Christie’s Westchester accused of robocall abuses

The Christie’s real estate brokerage in Westchester County has been named in a class action lawsuit accusing the firm of pestering consumers with robocalls.

Jonathan Weinberg of Las Vegas accused Christie’s International Real Estate Westchester & Hudson Valley of violating the Telephone Consumer Protection Act (TCPA), in a June 20 complaint filed in U.S. District Court, White Plains.

He has received “unauthorized solicitations” that have harmed him, the complaint states, “in the form of annoyance, nuisance, and invasion of privacy.”

Christie’s established itself in the Hudson Valley in 2019, with the opening of an office in New City, Rockland County, and has since opened offices in Chappaqua, Nyack, Scarsdale and White Plains.

Congress enacted the TCPA in 1991 in response to complaints about recorded telemarketer messages that used computerized auto-dialing technology.

Now telemarketers are supposed to block their calls to residential phone numbers where individuals have enrolled in the National Do Not Call Registry. But the unwanted calls persist, according to the complaint. This past December, for instance, nearly 138 million robocalls were placed daily.

Weinberg says he registered his home phone number in 2005. But beginning last September, he began receiving unwanted calls and text messages from a variety of real estate companies, including seven calls in 18 days from a number associated with Christie’s.

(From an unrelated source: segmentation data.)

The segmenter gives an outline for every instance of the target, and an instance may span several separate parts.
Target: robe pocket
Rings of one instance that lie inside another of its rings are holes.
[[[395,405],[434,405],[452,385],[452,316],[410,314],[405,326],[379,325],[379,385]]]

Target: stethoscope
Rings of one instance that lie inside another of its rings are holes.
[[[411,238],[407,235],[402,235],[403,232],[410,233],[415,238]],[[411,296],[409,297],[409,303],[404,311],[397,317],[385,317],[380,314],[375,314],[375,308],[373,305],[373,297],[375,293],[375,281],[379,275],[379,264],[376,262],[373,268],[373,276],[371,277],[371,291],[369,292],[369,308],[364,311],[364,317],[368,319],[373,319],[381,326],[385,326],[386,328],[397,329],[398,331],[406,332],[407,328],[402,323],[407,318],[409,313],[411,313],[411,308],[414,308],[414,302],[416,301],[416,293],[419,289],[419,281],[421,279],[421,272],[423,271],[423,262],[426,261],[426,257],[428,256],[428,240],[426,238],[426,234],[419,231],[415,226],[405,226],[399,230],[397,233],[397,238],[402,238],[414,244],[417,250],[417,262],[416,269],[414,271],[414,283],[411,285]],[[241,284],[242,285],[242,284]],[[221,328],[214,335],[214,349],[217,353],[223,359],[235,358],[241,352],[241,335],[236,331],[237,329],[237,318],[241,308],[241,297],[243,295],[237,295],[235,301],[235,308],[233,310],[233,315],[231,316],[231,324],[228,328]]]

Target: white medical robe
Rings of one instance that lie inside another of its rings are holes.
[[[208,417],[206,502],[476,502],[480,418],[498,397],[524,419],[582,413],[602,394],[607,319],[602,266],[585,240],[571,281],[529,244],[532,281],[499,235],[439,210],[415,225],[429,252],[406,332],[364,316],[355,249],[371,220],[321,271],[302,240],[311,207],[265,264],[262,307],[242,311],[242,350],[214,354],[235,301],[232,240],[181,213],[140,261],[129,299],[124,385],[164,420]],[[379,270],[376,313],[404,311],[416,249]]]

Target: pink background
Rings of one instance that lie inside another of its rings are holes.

He claims that Christie’s hired a marketer to solicit clients for the firm’s real estate agents. He told the callers to stop, the complaint states, but the calls and text messages continued.

The first text message addressed him as “Steven” and the second asked him to verify his email address and review a home search profile “you just created.”

Weinberg has never dealt with a Christie’s agent, according to the complaint, he does not know who Steven is and he has never used the email he was asked to verify.

Had he found a home yet, he was asked, reviewed mortgage products or considered attending open houses “in your search area?”

The messages repeatedly referred to Chris and his assistant with the Byrne Homes Team, and led to a phone number for the voicemail of Mary JoAnn Byrne, who works in Christie’s Scarsdale office.

Weinberg is also suing on behalf of “hundreds, if not thousands” of people he believes have received similar calls and text messages.

He is demanding unspecified monetary damages and a court order requiring Christie’s to stop making unsolicited calls.

In reply to an email asking for a response to the allegations, Byrne, whose team is repeatedly cited in the complaint but who is not personally named as a defendant, said she had “no comment at this point.”

Weinberg’s attorneys, Stefan Coleman of Manhattan and Avi R. Kaufman, of Coral Gables, Florida, specialize in class action lawsuits and the TCPA.

Weinberg has filed at least four TCPA lawsuits this year in New York, including one that is nearly identical to the current case except for the defendant’s name.

In February he sued Christopher Petti, who works in the Christie’s Scarsdale office.

Petti did not file a formal answer to the allegations. On May 23, U.S. District Judge Cathy Seibel Weinberg allowed Weinberg to file an amended complaint by June 2, and she set a June 23 deadline for Petti to answer the complaint or file a motion to dismiss.

On June 2, Weinberg filed to dismiss his case against Petti. Eighteen days later, his new case was filed against Christie’s.